La rivendicazione per vacche con le corna continua, anche dopo la sconfitta in votazione popolare. L'associazione che ha promosso l’iniziativa – bocciata con il 55% dei voti lo scorso mese di novembre – ha ora un nuovo presidente. Domenica la comunità di interessi ha eletto l'architetto e grafico bernese Michael Gehret.

Michael "Michi" Gehret
Il futuro dell’associazione era incerto, dopo la decisione di ritirarsi di Armin Capaul – colui che durante la campagna è diventato, oltre che volto, anche anima e motore della lotta. “Ma un gruppo ha deciso di combattere ancora, forte anche del milione di cittadini che ha sostenuto il testo in votazione”, spiega Gehret ai microfoni della RSI.
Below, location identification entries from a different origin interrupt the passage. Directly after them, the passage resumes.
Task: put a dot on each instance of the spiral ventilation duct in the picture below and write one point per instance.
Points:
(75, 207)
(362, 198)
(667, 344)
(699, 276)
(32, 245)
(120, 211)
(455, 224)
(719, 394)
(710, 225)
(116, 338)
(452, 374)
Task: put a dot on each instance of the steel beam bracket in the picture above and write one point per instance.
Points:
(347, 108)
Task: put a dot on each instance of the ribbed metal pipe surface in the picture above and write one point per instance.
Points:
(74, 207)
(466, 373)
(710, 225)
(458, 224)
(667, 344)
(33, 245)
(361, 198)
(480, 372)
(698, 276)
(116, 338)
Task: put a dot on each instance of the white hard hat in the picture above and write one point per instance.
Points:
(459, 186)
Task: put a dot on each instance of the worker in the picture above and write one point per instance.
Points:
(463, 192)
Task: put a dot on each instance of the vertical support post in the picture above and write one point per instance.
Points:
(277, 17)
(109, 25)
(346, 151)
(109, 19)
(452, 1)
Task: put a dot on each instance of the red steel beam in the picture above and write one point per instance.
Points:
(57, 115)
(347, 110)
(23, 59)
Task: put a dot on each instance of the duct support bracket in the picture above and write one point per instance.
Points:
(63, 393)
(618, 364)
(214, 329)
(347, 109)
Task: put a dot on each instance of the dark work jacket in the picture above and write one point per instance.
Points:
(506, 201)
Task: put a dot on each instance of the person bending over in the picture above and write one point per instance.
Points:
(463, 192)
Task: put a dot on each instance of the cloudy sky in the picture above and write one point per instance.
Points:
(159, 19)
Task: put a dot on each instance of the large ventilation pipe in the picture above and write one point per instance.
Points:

A dire di no all'introduzione di sussidi per stimolare gli allevatori a non eliminare le corna ai loro animali, era stata anche la maggior parte dei contadini.
Centri urbani pro, comuni rurali contro
Armin Capaul
I dati dell’Ufficio federale di statistica hanno infatti dimostrato che i centri urbani si sono espressi a favore, mentre i comuni rurali erano contrari. La maggioranza degli svizzeri avrebbe votato "no" per evitare l'iscrizione nella Costituzione del sostegno.
La lotta dell'associazione non è finita. La conferma giunge dallo stesso Michael Gehret: "tenteremo di influenzare la Politica agricola 2022+ mirando più a leggi, ordinanze e altre pratiche". Il neo-presidente si immagina anche un nuovo marchio, che mostri al consumatore se il prodotto derivi da animali portatori di corna.